D’autres n’y voient qu’un « jeu de dupes et effets d’aubaines ». C’est le cas de Christian Person, entrepreneur et fondateur d’Umalis (portage salarial) et Président du Club des Entrepreneurs de Croissance (on cherche encore le site Web).
« Investir ces deux milliards d’euros dans une simplification et une digitalisation des procédures sociales et administratives françaises aurait été une mesure bien plus efficace. Encore une fois, les réformes structurelles qui s’imposent ne sont pas faites. »
Difficile de faire le tri entre les avis objectifs et ceux qui cachent des arrière-pensées politiques alors que l’élection présidentielle se profile.
Les pistes d’acteurs de l’IT
De manière opportuniste, Qapa.fr, « plateforme digitale de travail en France », émet 5 propositions « simples à mettre en place et immédiatement efficaces pour lutter contre le chômage des jeunes ».
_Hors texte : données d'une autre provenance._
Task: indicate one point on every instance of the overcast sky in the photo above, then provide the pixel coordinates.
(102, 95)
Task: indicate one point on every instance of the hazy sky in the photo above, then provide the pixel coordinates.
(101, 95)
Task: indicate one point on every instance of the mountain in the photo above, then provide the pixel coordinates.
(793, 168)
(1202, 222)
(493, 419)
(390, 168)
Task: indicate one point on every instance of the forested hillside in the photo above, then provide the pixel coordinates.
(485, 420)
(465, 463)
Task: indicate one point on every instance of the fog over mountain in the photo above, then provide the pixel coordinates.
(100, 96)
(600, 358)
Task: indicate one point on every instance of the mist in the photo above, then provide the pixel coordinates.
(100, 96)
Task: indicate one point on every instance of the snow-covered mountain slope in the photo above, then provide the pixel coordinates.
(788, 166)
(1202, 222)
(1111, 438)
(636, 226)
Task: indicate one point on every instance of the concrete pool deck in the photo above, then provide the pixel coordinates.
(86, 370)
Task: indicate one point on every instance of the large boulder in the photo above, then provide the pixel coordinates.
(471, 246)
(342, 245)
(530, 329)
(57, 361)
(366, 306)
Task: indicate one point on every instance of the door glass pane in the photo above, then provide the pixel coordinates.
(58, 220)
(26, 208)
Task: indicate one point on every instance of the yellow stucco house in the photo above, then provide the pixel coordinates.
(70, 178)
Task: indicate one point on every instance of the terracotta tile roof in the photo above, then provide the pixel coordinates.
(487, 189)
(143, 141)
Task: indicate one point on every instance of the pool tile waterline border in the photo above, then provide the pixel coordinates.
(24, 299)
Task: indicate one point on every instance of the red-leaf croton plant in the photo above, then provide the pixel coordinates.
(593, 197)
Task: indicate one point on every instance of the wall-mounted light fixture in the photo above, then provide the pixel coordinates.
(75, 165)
Stéphanie Delestre, co-fondatrice du site de recrutement, les énonce en empruntant le langage Yoda: « La rémunération des apprentis, tu simplifieras ! », « La limitation du nombre de stagiaire en entreprise, tu supprimeras ! » (pour les entreprises de moins de vingt salariés, il est désormais interdit de signer plus de trois conventions de stage simultanément), « Les charges pesant sur les TPE/PME, tu allègeras ! » , « L’insertion, tu privilégieras ! » et « Un rapport de stage efficace, tu rédigeras ! »
Ce matin, sur BFM Business, Hugues Hansen, fondateur de www.emploi.cafe (qui gère aussi l’incubateur de La Poste du nom de Start’inPost), expliquait comme son portail qui agrège 37 plateformes (pour les mises en relation des particuliers ou auto-entrepreneurs avec des clients) propose à des travailleurs moins qualifiés de trouver des emplois à la demande.
Dans le même acabit, il faut également rappeler les efforts fournis par des structures comme l’Ecole 42 de Xavier Niel qui essaie de remettre sur l’étrier des jeunes sans diplômes en les formant à la programmation informatique…
A travers son projet de Grande Ecole du Numérique présenté à la rentrée scolaire de septembre 2015, François Hollande s’est inspiré du concept soutenu par Xavier Niel (fondateur et dirigeant d’Iliad-Free) pour favoriser l’insertion professionnelle des jeunes, en particulier ceux n’ayant pas de formation, ayant quitté tôt le cursus scolaire ou en voie de reconversion.
Tout reste à défricher pour trouver les meilleures solutions qui permettraient à la France de redresser la tête en matière de politique d’emploi.